Stepping Outside Social Work: A Year of College Advising

AdviseMI is an initiative of the Michigan College Access Network that works with AmeriCorps to place recent college graduates in Michigan high schools with low college-going rates. The advisers are trained to help students navigate the complex college exploration process, retake college admissions tests, apply to colleges that are a good match/fit, complete the FAFSA, secure financial aid, and matriculate to college.

Mara Casado is a first-year adviser who just completed her first year of service at Hastings High School.

As a graduate of Calvin College with a bachelor’s degree in social work, I was looking for a job that would allow me to gain meaningful skills and experiences before starting graduate school and begining my career as a social worker. I came across the AdviseMI AmeriCorps position and knew that dedicating myself to serving my community through supporting students in their college readiness efforts would be a valuable experience. My role as an adviser is to increase the number of high school students who start and complete postsecondary education. On a day-to-day basis, I get to meet with individual seniors to help them craft their post-high school plans, apply to colleges, complete the FAFSA, fill out scholarship applications, and help them understand the crazy-confusing college world. I also plan college-related events, give presentations for each grade, and support the counselors in various ways.
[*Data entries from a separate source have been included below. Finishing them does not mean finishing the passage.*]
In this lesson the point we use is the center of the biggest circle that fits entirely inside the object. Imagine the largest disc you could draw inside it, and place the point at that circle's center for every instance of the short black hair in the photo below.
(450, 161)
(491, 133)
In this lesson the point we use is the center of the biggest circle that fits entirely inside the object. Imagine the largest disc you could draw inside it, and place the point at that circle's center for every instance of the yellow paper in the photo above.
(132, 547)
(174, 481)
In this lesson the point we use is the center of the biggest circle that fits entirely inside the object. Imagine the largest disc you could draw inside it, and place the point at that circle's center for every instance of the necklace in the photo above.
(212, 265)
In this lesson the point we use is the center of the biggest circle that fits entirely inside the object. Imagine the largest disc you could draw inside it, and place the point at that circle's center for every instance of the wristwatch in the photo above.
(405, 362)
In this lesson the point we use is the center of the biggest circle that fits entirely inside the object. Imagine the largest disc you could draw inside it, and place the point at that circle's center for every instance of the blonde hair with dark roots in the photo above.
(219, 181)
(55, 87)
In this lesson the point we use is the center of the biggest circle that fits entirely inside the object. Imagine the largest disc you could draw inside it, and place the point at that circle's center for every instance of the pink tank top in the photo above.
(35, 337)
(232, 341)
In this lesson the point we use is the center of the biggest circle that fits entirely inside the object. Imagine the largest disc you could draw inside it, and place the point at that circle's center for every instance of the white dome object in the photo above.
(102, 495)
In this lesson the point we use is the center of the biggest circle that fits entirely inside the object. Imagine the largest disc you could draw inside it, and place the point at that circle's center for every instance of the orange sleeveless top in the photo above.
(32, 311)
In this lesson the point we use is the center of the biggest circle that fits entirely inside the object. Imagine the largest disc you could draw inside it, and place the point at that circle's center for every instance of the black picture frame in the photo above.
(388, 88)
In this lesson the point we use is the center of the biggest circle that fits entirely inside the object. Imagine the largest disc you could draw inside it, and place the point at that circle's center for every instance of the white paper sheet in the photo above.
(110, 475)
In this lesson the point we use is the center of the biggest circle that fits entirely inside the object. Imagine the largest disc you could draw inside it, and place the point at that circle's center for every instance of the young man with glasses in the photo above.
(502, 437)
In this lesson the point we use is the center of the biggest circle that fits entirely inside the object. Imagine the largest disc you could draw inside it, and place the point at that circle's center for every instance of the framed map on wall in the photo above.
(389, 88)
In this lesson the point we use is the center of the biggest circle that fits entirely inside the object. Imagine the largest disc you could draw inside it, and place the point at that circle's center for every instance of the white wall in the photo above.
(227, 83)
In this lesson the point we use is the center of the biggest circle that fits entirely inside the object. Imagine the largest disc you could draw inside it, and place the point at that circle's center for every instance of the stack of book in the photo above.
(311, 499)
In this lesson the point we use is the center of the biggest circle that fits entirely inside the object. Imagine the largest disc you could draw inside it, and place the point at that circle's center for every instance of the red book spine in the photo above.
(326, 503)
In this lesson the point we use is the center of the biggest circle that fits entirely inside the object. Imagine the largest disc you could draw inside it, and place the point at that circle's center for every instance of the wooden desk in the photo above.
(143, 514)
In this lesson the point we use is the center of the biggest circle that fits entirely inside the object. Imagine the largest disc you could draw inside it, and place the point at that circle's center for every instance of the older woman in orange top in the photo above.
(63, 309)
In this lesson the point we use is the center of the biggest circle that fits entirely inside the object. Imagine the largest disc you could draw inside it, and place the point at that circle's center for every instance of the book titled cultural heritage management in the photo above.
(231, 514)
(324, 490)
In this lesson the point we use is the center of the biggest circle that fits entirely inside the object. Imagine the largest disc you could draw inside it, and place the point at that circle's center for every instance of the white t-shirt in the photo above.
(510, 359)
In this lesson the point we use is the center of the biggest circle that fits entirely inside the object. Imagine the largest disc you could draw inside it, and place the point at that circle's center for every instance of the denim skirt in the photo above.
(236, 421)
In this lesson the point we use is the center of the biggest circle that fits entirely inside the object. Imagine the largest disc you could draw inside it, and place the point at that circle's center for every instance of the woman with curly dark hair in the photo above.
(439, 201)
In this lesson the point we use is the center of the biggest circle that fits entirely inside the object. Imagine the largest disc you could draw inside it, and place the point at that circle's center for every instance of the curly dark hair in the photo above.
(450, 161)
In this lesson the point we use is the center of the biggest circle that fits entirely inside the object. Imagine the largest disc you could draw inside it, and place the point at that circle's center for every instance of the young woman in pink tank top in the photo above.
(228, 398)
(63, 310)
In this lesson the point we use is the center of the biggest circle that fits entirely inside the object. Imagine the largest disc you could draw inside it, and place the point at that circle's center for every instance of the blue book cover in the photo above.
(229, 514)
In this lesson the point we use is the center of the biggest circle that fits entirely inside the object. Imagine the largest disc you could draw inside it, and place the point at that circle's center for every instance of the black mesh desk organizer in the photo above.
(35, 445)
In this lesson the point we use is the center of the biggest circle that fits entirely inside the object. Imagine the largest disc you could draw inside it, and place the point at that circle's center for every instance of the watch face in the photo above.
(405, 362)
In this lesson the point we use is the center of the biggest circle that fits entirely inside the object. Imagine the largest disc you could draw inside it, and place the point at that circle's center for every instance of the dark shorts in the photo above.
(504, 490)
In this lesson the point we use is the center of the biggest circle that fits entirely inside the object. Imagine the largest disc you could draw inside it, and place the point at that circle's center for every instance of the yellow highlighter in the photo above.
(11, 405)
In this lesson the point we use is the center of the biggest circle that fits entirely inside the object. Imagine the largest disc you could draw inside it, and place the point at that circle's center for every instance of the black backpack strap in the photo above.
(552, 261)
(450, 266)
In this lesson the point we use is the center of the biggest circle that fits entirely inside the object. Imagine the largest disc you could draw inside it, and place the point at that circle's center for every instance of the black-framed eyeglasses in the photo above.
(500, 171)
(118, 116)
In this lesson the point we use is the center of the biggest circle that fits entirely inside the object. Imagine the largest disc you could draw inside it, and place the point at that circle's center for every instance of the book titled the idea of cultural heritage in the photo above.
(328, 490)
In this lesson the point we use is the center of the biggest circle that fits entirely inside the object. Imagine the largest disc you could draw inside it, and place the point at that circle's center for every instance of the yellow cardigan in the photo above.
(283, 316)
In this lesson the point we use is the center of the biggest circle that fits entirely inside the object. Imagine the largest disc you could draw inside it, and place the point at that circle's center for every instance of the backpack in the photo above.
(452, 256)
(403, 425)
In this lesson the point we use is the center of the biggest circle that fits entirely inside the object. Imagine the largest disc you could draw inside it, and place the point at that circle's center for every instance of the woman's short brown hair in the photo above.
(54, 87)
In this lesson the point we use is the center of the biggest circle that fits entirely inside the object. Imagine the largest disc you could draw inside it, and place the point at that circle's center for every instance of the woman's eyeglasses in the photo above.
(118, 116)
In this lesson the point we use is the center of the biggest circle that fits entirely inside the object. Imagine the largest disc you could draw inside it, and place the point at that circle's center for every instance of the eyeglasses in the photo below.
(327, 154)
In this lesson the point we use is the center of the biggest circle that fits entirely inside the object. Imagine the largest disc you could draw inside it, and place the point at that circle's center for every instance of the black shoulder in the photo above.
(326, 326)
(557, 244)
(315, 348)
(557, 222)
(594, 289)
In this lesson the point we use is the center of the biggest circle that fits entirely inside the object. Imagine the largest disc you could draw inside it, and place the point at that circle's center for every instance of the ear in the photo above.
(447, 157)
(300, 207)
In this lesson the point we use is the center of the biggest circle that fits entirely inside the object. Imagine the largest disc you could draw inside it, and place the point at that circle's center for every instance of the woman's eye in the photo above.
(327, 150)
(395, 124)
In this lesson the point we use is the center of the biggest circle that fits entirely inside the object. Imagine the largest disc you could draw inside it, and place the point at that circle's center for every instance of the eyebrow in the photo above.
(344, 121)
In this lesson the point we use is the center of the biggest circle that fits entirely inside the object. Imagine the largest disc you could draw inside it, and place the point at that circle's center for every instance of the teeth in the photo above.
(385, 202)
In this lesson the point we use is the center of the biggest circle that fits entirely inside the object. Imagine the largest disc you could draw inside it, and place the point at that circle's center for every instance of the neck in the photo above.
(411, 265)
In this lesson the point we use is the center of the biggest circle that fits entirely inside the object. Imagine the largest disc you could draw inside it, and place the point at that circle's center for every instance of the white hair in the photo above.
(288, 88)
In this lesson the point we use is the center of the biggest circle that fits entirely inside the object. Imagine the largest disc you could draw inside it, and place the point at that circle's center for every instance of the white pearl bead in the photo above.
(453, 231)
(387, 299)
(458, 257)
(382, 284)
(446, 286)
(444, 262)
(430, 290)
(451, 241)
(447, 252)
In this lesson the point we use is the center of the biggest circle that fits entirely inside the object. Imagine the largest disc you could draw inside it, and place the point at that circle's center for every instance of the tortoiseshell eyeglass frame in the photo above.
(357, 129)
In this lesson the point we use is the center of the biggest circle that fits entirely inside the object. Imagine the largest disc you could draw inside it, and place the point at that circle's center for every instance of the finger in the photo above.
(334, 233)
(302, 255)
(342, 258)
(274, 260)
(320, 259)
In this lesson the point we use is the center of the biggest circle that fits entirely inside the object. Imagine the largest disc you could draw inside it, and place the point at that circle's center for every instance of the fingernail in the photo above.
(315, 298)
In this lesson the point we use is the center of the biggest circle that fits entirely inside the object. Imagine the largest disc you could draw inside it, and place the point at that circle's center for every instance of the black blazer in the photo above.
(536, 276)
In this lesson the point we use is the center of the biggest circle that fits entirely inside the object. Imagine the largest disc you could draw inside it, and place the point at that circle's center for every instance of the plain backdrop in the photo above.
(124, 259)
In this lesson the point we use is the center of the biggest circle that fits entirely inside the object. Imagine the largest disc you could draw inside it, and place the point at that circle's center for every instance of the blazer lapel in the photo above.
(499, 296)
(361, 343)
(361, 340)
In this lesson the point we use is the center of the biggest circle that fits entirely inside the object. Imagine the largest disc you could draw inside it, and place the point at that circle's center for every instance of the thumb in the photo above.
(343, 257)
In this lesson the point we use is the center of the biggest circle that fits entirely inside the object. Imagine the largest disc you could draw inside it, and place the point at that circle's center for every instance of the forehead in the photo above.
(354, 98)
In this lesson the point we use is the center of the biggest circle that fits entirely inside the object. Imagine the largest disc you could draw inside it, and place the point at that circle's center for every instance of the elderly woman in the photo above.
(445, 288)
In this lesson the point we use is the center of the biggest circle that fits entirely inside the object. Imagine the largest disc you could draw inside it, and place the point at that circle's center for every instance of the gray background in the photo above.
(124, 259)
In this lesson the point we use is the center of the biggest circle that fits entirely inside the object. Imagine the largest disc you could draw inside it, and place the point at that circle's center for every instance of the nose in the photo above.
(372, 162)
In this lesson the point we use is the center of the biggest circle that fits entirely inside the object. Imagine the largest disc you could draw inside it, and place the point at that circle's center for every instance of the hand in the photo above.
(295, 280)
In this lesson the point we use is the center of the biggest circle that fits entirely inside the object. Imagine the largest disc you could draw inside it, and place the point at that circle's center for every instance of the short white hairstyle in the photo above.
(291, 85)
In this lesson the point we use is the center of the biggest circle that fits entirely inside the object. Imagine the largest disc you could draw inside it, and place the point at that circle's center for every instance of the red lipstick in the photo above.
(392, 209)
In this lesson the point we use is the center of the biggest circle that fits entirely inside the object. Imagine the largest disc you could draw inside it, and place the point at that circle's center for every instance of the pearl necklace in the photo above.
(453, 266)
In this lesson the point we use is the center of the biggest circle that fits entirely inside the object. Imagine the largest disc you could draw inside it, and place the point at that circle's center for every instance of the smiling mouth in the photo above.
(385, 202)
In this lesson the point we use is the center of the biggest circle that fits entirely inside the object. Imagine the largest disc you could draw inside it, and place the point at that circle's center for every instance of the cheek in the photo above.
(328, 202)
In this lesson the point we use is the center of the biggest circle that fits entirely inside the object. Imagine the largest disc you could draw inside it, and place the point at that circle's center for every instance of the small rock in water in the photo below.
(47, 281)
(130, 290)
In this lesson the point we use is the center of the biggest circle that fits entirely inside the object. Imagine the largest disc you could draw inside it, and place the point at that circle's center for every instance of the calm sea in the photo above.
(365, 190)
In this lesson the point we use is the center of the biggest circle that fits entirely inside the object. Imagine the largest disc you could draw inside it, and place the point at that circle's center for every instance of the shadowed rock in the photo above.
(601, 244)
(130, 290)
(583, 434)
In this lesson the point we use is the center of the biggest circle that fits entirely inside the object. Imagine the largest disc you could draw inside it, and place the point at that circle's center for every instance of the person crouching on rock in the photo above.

As my service year comes to a close, naturally, I’m feeling quite reflective and slightly sentimental. In the last 10 months, I have developed a lot of skills and learned a wide variety of new things and met so many amazing advisers, counselors, teachers, and other advocates for college access. I have been blown away by the dedication and passion of the staff at my school and the work being done by organizations like the Michigan College Access Network (MCAN) to increase access to higher education for low-income students, first-generation college students, and students of color. I have been equally amazed by the students I work with every day, who, despite sometimes needing to be gently nagged multiple times to complete the FAFSA, are also incredibly smart, kind, and determined, and are breaking down many barriers to get to college - and I am honored to have even a small role in their journey to success.

Through my service, I have learned two big lessons. First, effective collaboration. Each workplace environment is different, and our school sites are no exception. I’m at a school where collaboration is expected and I receive supervision for most of my tasks, but other advisers may be at schools where they’re working more independently on tasks without much supervision. There are pros and cons to each, and while I am grateful for the amount of support I receive from teachers and staff, I did need to learn very quickly that timely communication, building relationships, and flexibility were all a key part of success in my role. Second, the importance of knowing a student’s story. Once upon a time, I was a social work major. I spent much of my undergraduate career learning about the impact of a person’s environment on their psychological, social, and emotional wellbeing. I knew the importance of a person’s environment, but I developed a deeper understanding of this in my role as an adviser. Each day I am reminded that a student’s home environment can seriously affect their behavior, academic performance, self-esteem, and even their motivation to consider college. Recognizing this and giving students both the space to focus on their pressing needs at home, and the encouragement they need to pursue their plans for after high school, plays a pivotal part in my relationships with students.

Through this journey, I have also encountered some challenges. The biggest challenge has been learning patience. I’m someone who loves seeing immediate results, and although I do see the immediate results of students getting scholarships or college acceptances, it took time to see the results of a growing college-going culture in my school. Building this culture is not a quick process and there is often community pushback on our efforts to promote college for all students. This stems from a lack of understanding of what college is and what it isn’t, but my supervisor and I have worked to push the recognition that college is not just a four-year university. There are many paths to earning a postsecondary credential. We are seeing slow, but positive changes. So we keep pushing. Because the work we do at an individual and school-level is the foundation of the work that’s done at the state-level, and we need people at all levels to “get things done” for college access.